Define: $X_t:=W_{\tau_a+t}-W_{\tau_a}$. We have that $X_t$ is a Brownian Motion independent of $\mathcal{F}_{\tau_a} $.
Clearly we have: $\Pr(\tau_a\leq t, W_t\leq a)=\Pr(\tau_a\leq t,X_{t-\tau_a}+W_{\tau_a}\leq a)$ (1).
The question is, why can I write (1) in the following:
$$(1)=\mathbb{E}[1_{\lbrace{\tau_a≤t\rbrace}}\cdot\Pr(X_{t-\tau_a}\leq 0\mid\mathcal{F}_{\tau_a})]$$
I would like to understand every single passage.
Additionally, why is $X_{t-\tau_a}$ independent of $\mathcal{F}_{\tau_a} $?

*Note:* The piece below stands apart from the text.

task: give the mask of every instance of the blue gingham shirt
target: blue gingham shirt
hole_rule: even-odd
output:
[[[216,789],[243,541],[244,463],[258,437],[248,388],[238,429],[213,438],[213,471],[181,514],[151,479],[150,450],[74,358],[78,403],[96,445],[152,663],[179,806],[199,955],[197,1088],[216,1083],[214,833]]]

You have $$ (1)=\mathbb E[1_{\{\tau_a\leq t\}}1_{\{X_{t-\tau_a}+W_{\tau_a}\leq a\}}] = \mathbb E[\mathbb E[1_{\{\tau_a\leq t\}}1_{\{X_{t-\tau_a}+W_{\tau_a}\leq a\}}|F_{\tau_a}]] = \mathbb E[1_{\{\tau_a\leq t\}}\Pr(X_{t-\tau_a}\leq 0]|F_{\tau_a})],$$ where you use that $W_{\tau_a}=a$ and measurability of $\tau_a$ wrt. $F_{\tau_a}$.
Moreover, $X_{t-\tau_a}=W_t-a$ is not independent of $F_{\tau_a}$.